# Russian help



## dannler

Hey guys, so i recently got a russian...i checked build videos and what not,i follow everything to a dot.....but for the life of me,i cant get it!!

I build a normal 2mm coil 1.1ohm, wick it with cotton(less is better) 2 or 3 drags and i get dry hits,i replace the cotton with bamboo wick, and still the same, and when it didnt give dry hits i got vapour,but no flavour....

I then do a chimeny build,same specs..now i dont get dry hits but almost no vapour,air flow i have adjusted all ways possible...

Any ideas?
Tips maybe?

Reactions: Like 1


----------



## WHeunis

Any time soon you will be in Nelspruit?

We could sit down and I could show ya!

Honestly, wicking is everything in Kayfun/Russian builds. Once you get it right, you will always get it right - but breaking into that first time discovery can be tricky at times.
There are other nuisance to it as well, but none as important as the wicking.

PM me, we can Skype a bit if you like...

Reactions: Like 1 | Agree 1


----------



## dannler

Unfortunatly not. But as soon as i get data cap then we can do the skype thing


----------



## Riaz

i agree with @WHeunis 

with the russian, wicking is everything

what i do is, once the coil and everything has been positioned, pull through the wick- i use cotton as well

i put just enough in so it can move freely but there is still a bit of tension

then before cutting the wick, put on the chimney- so now, the chimney is on and the wick is running upwards

now you cut the wick to the size of the chimney, and then tuck the wick in along side the deck

make sure you dont block the juice channels

and bobs your uncle

ill see if i can find the youtube clip to demonstrate this

hope it helps

Reactions: Like 2 | Agree 1


----------



## Cliff

@dannler please tell us whether you have the original or a clone, and also whether it's the clone with the massive juice channels or normal channels.

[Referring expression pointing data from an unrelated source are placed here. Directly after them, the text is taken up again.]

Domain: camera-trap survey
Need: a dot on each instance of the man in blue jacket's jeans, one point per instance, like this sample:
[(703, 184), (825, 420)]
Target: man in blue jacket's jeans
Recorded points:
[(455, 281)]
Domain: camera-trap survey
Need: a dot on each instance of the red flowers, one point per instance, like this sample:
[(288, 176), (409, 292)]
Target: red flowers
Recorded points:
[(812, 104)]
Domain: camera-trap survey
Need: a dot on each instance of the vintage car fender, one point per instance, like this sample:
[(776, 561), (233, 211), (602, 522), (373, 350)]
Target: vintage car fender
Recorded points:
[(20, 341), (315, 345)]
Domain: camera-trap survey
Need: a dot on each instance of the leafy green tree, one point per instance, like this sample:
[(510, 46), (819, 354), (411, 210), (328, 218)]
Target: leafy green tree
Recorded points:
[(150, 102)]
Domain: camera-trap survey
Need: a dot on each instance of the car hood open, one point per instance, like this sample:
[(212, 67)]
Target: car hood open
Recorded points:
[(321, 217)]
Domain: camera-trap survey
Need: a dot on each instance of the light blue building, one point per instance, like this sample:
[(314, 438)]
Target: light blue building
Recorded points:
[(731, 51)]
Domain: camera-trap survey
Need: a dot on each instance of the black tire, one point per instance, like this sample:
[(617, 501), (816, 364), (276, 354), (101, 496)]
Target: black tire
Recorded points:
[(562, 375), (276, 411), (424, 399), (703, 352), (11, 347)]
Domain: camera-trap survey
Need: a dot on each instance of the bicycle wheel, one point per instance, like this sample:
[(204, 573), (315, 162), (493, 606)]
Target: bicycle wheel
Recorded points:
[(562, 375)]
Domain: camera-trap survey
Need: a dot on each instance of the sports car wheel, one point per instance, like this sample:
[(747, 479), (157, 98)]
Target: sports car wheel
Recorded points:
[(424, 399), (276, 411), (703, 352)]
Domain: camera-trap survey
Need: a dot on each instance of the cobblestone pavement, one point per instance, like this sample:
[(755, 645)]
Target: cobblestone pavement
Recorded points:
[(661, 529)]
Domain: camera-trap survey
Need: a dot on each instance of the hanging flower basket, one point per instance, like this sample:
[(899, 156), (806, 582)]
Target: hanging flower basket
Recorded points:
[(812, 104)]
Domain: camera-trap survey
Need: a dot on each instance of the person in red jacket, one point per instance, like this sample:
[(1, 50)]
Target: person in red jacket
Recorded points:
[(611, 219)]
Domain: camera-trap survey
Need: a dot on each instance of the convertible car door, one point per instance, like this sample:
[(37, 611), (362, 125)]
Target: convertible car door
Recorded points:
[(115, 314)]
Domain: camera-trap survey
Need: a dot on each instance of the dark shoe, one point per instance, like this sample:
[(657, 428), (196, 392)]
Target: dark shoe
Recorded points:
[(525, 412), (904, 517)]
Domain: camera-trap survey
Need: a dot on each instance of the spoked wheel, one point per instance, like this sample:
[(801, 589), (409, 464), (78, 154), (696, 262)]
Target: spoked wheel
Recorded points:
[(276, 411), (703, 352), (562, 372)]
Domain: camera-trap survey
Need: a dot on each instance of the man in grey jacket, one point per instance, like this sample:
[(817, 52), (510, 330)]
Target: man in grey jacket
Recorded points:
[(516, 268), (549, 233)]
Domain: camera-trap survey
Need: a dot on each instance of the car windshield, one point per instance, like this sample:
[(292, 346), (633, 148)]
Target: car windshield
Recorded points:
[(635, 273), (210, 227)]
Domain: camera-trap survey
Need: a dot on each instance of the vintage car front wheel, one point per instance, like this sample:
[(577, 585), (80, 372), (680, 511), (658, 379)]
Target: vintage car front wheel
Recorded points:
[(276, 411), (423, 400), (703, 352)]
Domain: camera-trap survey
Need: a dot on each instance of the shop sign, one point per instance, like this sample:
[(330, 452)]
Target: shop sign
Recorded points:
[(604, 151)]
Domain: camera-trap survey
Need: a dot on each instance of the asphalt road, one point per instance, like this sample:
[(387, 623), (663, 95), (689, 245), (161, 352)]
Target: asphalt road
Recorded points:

This might help us help you quicker and easier 

I have the clone from Vape Club with the massive juice channels (luckily @Alex happened to visit when I picked it up and give me some tips). And albeit tricky, once I figured out the wicking trick it's nothing short of brilliant

Reactions: Like 1


----------



## Mario

@Riaz 100% correct that's the way I do it aswel.
@dannler the problem you having is that your cotton is blocking the juice channels. follow @Riaz steps .I will try and upload some pics for you.


----------



## rogue zombie

Yip haven't done it myself, I will soon soon 

But the 'best way to wick....' vids generally say @Riaz's way is the best.


----------



## Riaz

maybe these pics will help

this is how your wick should look after tucking

Reactions: Agree 1 | Informative 1


----------



## Mario

@dannler 
Im no Pro but here are some pics that might help you along.

Russian 91% Clone sitting on a ZNA 50W



Wicking with Rayon (sorry bad pic)


Wicked with chimney cap on


Trim off the excess Rayon or Cotton above the chimney cap.


Gentle push down your wick. Note!! I move mine in opposite directions this just helps with the juice channel.(for me)
Add some of your e-juice and make sure its all pretty and good to go.



I hope this helps

Reactions: Like 2 | Informative 1


----------



## rogue zombie

My first Russian coil.
Wasted a good few mils of Blackbird, the wicking sucked. 

Fixed now and oh my f....!

Reactions: Like 3


----------



## Riaz

nicely done @r0gue z0mbie 

i would recommend you move the coil a little closer to the deck, you will thank me later

Reactions: Like 1


----------



## Andre

Riaz said:


> nicely done @r0gue z0mbie
> 
> i would recommend you move the coil a little closer to the deck, you will thank me later


Awesome, enjoy, @r0gue z0mbie. Agree with @Riaz. And maybe start the bottom leg (in the picture) on the other side of the screw - will make alignment easier and be less prone to distort the coil.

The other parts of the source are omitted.